El encargado de Sauna Thermas ha explicado a este medio que el local nació bajo una filosofía de "inclusión radical" para toda la comunidad LGTBIQA+ y que, a su juicio, "la geopolítica no puede ser una excusa para ejercer el odio". Por ello, tras conocer el trasfondo de la expulsión, la dirección ha decidido rescindir la relación con el colectivo organizador tras un año y medio de colaboración bimensual.

"Hablé con ellas ayer y les dije: 'Esto no lo vamos a tolerar'. Hacemos integración con todo el mundo, nunca tenemos problemas. Pero esto se ha roto por completo. Ya no vamos a hacer nunca más nada con ellas", confirma el responsable, quien también se ha puesto en contacto con la Comunidad Judía de Barcelona para transmitirles su rechazo a cualquier muestra de antisemitismo.

La versión del encargado

Es en este punto donde el responsable del negocio aclara cómo se habrían desarrollado los hechos en el interior del local el viernes por la noche.

Al tratarse de un evento privado, la gestión de las entradas, el control de accesos y la seguridad dependían enteramente de las promotoras de la asociación.

El encargado revela que la organización habría intentado camuflar la motivación ideológica de la expulsión ante la propiedad del establecimiento en un primer momento: "Justo cuando me voy a ir me dicen: 'Vamos a sacar a las chicas estas porque han agredido a una chica y están grabando con el móvil'. Ese era mi contexto. Me insistieron en que no entraban y, con la información que tenía, estuve de acuerdo".

Tras sufrir la presunta discriminación, las jóvenes norteamericanas llamaron a los Mossos d'Esquadra.

Según el relato del responsable, la llegada de la patrulla policial desencadenó un episodio de tensión debido a la resistencia de una de las organizadoras a identificarse. "La chica que le decía 'sionista' no quería salir. Los Mossos estuvieron media hora. La agente me pidió que fuera a buscarla; no la iba a detener, pero la requería para cogerle los datos y para que declarara", relata el encargado, quien tuvo que mediar para facilitar la labor policial.

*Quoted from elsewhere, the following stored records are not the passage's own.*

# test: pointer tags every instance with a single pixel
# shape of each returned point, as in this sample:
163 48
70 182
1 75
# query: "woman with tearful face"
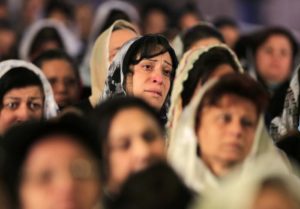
131 136
25 94
145 68
220 131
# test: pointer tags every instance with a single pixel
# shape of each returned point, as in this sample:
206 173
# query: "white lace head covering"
183 156
50 106
186 64
99 61
104 10
237 194
289 118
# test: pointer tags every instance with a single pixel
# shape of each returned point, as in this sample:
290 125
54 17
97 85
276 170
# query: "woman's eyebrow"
155 60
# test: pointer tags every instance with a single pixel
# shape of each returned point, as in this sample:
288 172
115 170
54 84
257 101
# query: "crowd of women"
139 113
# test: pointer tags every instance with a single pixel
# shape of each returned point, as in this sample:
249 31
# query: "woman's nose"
23 113
157 76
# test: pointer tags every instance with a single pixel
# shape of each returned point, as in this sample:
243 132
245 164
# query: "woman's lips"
154 92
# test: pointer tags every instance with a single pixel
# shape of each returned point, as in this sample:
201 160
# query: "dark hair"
113 16
104 114
146 47
290 144
240 85
280 185
262 36
44 35
54 54
200 32
203 68
18 142
225 21
155 187
18 77
5 24
59 5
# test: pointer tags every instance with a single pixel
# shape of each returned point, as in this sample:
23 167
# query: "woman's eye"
123 145
35 106
149 135
11 105
43 178
225 118
147 67
167 72
247 123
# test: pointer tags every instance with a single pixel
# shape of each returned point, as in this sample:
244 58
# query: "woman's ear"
129 83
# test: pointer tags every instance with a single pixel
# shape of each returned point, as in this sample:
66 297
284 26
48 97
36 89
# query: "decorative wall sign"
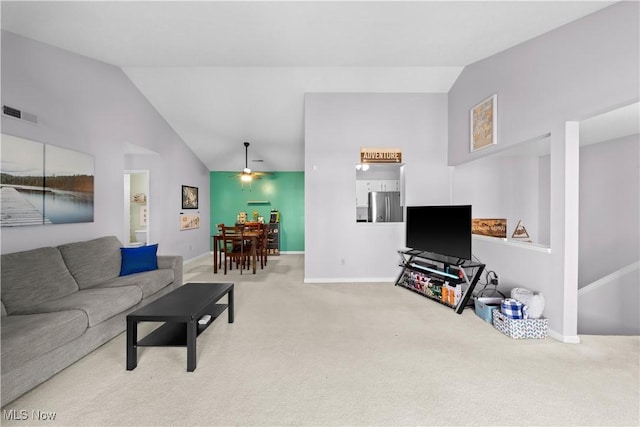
189 221
484 123
380 155
44 184
489 227
189 197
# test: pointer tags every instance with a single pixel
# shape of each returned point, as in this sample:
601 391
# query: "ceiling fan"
247 175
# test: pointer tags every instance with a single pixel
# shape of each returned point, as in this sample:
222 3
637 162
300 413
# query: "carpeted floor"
344 354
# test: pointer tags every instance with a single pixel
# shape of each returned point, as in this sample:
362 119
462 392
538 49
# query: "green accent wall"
283 191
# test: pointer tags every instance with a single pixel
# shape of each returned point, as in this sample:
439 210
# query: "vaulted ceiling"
222 73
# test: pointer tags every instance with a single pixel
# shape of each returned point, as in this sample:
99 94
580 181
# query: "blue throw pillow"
136 260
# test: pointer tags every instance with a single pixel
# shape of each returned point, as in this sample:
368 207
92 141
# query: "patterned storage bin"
520 328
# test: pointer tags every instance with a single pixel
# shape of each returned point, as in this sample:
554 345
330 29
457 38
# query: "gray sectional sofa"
61 303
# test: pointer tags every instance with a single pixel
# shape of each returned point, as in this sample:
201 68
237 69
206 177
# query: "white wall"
336 127
609 237
92 107
581 69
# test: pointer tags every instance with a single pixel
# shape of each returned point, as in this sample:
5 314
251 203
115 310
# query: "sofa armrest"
175 263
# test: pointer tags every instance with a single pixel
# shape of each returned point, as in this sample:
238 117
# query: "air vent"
20 115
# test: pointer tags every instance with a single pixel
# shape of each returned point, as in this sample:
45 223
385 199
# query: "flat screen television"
444 230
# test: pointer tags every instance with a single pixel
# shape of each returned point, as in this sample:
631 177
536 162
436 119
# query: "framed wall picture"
484 124
189 221
44 184
189 197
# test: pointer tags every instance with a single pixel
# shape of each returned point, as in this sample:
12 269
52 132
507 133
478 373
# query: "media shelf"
446 280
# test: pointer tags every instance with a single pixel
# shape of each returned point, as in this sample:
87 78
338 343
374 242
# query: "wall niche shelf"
514 242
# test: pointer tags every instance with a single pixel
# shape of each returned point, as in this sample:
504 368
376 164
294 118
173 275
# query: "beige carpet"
345 354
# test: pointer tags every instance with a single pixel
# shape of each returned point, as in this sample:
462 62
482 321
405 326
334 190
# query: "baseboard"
351 280
568 339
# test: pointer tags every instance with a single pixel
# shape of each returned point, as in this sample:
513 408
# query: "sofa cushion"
99 303
149 282
29 336
93 261
137 260
33 277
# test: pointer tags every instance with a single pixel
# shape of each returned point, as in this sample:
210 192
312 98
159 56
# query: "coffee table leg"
191 345
132 344
230 305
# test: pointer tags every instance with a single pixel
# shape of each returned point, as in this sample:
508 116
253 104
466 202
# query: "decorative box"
520 328
485 306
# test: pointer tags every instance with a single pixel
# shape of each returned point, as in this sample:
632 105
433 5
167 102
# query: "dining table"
252 235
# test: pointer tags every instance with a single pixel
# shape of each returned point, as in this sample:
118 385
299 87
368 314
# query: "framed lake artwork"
484 124
44 184
189 197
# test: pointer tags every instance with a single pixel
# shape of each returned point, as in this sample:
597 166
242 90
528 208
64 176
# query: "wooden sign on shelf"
492 227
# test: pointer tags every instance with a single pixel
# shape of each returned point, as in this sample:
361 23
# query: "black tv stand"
436 276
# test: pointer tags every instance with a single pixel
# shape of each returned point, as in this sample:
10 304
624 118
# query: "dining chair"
234 246
257 227
220 243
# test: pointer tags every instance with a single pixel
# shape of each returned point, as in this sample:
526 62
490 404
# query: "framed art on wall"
484 124
189 221
189 197
44 184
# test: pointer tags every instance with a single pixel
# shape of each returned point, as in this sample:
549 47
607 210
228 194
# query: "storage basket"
484 308
520 328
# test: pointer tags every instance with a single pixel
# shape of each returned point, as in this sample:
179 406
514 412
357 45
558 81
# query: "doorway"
136 208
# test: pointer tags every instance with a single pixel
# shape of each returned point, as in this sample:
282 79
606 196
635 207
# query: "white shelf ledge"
514 242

Crónica Global ha intentado contactar de forma reiterada con la profesora de la UAB y las otras dos señaladas por el responsable de la organización, pero a la hora de cierre de esta edición han optado por guardar silencio.

Por su parte, el establecimiento ha emitido un comunicado oficial confirmando que revisará con lupa cualquier actividad externa futura para asegurar que ningún promotor vuelva a vulnerar los valores de respeto y diversidad del espacio.